Stephanie hizo un esfuerzo por recordar las palabras de Ptolomeo: «Asciende por las paredes que esculpieron los dioses. Cuando alcances la cima, contempla el ojo ambarino y atrévete a hallar el refugio remoto.»-Recuerdo el acertijo -dijo Ely-. Necesito comprobar algunas informaciones, hacer memoria sobre otras, pero puedo hacer todo eso de camino.

Ella quería saber.

– ¿Por qué Zovastina iba detrás de los medallones de los elefantes?

– Le mostré la conexión entre una marca que había en los medallones y el enigma. Un símbolo, como dos B unidas a una A. Están en una de las caras de los medallones y en el acertijo. Supuse que debía de ser importante. Como sólo se conocían ocho medallones, dijo que los adquiriría todos para compararlos. Pero me dijo que los compraría.

– No exactamente -repuso Stephanie-. Todavía estoy desconcertada. Todo eso pasó hace más de dos mil años. ¿Por qué no se ha encontrado nada hasta ahora?

Ely se encogió de hombros.

– Es difícil decirlo. La verdad, las pistas no se detectan a simple vista. Se necesitaron rayos X para descubrir lo importante.
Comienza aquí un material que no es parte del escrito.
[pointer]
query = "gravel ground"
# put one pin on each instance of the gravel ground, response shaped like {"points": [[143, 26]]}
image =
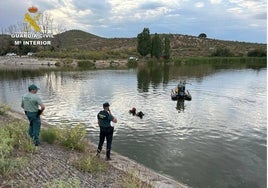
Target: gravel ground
{"points": [[53, 163]]}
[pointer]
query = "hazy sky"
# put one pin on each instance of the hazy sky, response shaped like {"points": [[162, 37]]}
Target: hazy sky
{"points": [[236, 20]]}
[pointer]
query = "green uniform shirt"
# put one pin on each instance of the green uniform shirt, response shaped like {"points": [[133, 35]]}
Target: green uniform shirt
{"points": [[31, 102]]}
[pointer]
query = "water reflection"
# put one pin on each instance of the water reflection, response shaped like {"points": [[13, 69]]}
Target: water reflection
{"points": [[180, 105], [212, 133]]}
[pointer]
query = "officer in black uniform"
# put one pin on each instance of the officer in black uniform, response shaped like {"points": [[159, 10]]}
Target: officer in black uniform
{"points": [[106, 130]]}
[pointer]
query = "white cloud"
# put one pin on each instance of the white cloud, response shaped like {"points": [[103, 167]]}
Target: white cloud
{"points": [[199, 4], [215, 1]]}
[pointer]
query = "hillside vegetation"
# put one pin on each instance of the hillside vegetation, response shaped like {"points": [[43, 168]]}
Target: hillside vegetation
{"points": [[181, 45]]}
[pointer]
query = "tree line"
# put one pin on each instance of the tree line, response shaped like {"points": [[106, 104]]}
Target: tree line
{"points": [[156, 46]]}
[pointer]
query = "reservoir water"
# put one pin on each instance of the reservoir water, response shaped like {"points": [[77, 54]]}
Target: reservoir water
{"points": [[219, 139]]}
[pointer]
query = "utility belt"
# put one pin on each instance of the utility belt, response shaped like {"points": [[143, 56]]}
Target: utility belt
{"points": [[106, 129], [26, 112]]}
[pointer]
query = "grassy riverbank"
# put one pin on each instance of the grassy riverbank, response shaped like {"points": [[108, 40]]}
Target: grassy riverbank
{"points": [[64, 159]]}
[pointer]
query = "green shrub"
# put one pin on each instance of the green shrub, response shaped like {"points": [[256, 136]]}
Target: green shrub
{"points": [[49, 135], [3, 109], [73, 137]]}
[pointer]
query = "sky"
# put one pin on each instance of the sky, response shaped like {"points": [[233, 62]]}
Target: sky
{"points": [[232, 20]]}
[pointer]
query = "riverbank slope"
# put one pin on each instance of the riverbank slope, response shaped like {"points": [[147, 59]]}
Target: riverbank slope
{"points": [[53, 162]]}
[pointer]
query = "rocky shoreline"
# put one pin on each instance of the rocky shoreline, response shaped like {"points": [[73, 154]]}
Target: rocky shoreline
{"points": [[53, 162]]}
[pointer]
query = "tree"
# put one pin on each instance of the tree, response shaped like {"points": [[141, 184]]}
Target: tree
{"points": [[144, 42], [156, 46], [166, 53], [202, 35]]}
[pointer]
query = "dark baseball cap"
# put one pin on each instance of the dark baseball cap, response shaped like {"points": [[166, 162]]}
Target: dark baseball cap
{"points": [[33, 87], [106, 104]]}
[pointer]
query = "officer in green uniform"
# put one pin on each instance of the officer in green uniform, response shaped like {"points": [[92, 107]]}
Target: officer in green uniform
{"points": [[30, 103], [106, 130]]}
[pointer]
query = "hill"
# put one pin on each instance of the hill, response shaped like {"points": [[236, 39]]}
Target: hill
{"points": [[181, 45]]}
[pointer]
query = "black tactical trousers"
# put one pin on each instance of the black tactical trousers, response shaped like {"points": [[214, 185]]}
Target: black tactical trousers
{"points": [[106, 132]]}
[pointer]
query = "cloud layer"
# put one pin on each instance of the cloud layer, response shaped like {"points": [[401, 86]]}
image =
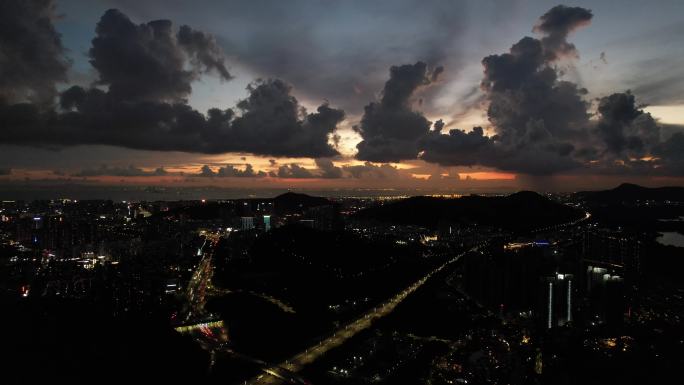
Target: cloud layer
{"points": [[140, 99]]}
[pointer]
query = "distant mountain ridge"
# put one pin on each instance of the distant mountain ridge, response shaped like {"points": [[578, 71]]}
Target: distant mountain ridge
{"points": [[628, 192], [520, 211], [290, 202]]}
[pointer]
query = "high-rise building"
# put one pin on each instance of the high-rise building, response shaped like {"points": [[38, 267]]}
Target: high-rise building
{"points": [[557, 299], [246, 223], [267, 222], [606, 295]]}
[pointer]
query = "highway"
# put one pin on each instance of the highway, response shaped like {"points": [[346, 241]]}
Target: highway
{"points": [[284, 371]]}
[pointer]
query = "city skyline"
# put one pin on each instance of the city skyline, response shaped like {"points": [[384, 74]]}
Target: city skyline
{"points": [[446, 96]]}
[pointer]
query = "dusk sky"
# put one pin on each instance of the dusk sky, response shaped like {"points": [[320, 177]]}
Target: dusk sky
{"points": [[435, 95]]}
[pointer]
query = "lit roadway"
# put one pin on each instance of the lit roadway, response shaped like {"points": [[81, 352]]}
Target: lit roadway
{"points": [[285, 370]]}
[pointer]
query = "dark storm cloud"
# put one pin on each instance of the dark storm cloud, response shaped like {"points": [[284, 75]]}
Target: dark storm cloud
{"points": [[538, 119], [203, 50], [148, 71], [294, 171], [32, 57], [556, 24], [390, 128], [105, 170], [148, 62], [328, 170], [231, 171], [272, 122], [624, 127]]}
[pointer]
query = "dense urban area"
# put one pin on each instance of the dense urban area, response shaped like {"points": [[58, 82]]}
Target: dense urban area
{"points": [[523, 288]]}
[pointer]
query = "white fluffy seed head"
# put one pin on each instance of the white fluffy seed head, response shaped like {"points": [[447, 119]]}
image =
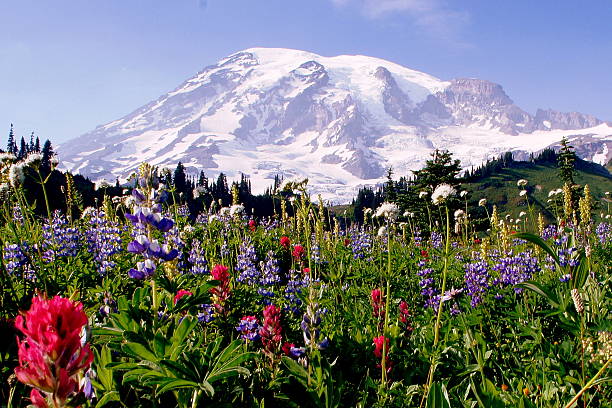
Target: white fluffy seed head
{"points": [[442, 193]]}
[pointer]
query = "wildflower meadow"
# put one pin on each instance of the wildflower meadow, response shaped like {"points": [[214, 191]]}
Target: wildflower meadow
{"points": [[137, 301]]}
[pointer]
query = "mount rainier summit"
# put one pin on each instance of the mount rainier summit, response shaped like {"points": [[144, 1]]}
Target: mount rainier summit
{"points": [[339, 121]]}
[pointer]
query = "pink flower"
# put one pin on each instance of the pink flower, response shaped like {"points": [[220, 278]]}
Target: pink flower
{"points": [[378, 306], [180, 294], [285, 242], [51, 356], [220, 293], [378, 346], [298, 252], [271, 330]]}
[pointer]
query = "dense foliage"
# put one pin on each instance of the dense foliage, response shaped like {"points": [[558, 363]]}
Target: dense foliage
{"points": [[224, 308], [172, 292]]}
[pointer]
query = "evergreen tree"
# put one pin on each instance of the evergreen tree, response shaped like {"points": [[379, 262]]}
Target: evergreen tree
{"points": [[389, 189], [31, 147], [23, 149], [566, 161], [47, 153], [11, 146], [180, 179], [441, 168]]}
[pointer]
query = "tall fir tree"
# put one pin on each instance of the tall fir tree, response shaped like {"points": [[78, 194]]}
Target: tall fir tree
{"points": [[47, 154], [440, 169], [389, 189], [31, 147], [566, 162], [11, 145], [23, 149]]}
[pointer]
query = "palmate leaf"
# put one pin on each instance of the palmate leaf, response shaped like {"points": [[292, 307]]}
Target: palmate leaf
{"points": [[437, 397], [139, 351], [227, 363], [542, 291], [534, 239]]}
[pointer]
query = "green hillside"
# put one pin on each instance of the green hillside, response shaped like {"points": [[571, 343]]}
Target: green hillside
{"points": [[501, 188]]}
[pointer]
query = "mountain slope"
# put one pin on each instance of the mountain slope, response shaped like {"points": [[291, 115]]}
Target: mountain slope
{"points": [[340, 121]]}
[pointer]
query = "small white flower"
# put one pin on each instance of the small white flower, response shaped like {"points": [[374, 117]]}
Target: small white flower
{"points": [[388, 210], [16, 174], [7, 157], [236, 209], [101, 184], [129, 202], [198, 191], [33, 160], [441, 193], [88, 212]]}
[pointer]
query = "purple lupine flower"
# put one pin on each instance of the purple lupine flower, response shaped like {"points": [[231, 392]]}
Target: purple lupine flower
{"points": [[567, 257], [59, 239], [435, 239], [515, 269], [143, 269], [207, 314], [17, 214], [249, 328], [293, 289], [311, 322], [17, 260], [604, 232], [103, 239], [199, 266], [246, 263], [360, 244], [476, 281]]}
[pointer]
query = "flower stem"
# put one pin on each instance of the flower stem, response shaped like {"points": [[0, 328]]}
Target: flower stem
{"points": [[589, 384]]}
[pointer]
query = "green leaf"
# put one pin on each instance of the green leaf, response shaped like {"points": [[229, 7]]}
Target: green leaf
{"points": [[168, 384], [139, 351], [437, 397], [540, 290], [108, 397], [534, 239]]}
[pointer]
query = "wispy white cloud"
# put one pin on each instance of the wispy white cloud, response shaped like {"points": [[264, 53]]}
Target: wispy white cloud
{"points": [[433, 16]]}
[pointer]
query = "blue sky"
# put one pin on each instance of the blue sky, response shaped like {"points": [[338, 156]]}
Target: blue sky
{"points": [[67, 66]]}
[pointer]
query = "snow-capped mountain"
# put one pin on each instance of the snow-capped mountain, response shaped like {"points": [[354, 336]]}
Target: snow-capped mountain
{"points": [[340, 121]]}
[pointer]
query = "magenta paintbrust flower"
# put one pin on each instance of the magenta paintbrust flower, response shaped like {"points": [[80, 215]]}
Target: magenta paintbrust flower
{"points": [[51, 355], [271, 330], [180, 294]]}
– Pero Zovastina lo quiere, sea lo que sea.

Ely asintió.

– En su mente, que siempre me ha parecido un poco excéntrica, ella es Alejandro, o Aquiles, o algún otro héroe épico. Parece disfrutar de esa visión romántica, como si tuviera una misión. Cree que debe de haber algún tipo de cura ahí fuera. Hablaba mucho de ello; era lo más importante para ella, pero no sé por qué. -Ely se detuvo-. No diré que no sea importante para mí también. Su entusiasmo era contagioso. Realmente, empecé a creer que había algo que encontrar.

Stephanie podía percibir que él estaba preocupado por todo lo ocurrido.

– Quizá tengas razón.

– Sería increíble, ¿no te parece?

– Pero ¿cómo es posible que haya una conexión entre san Marcos y Alejandro Magno? -inquirió Thorvaldsen.

– Sabemos que el cuerpo de Alejandro se hallaba en Alejandría hacia el año 391 d. J.C, cuando el paganismo fue finalmente proscrito. Pero después de eso no se lo volvió a mencionar más, en ninguna parte. El cuerpo de san Marcos reaparece en Alejandría hacia el año 400 d. J.C. Recuerda que las reliquias paganas solían ser adoptadas por los cristianos.

»Hay muchos ejemplos en la propia Alejandría. Un ídolo de bronce de Saturno, en el Caesareum, fue fundido para hacer una cruz para el patriarca de Alejandría. El propio Caesareum se convirtió en una catedral cristiana. Mi teoría, después de leer todo lo que he podido sobre san Marcos y Alejandro Magno, es que algún patriarca del siglo IV concibió una manera para, no sólo conservar el cuerpo del fundador de la ciudad, sino también para proporcionar a la cristiandad una potente reliquia. Todos salían ganando. Así que Alejandro se convirtió en san Marcos. ¿Quién notaría la diferencia?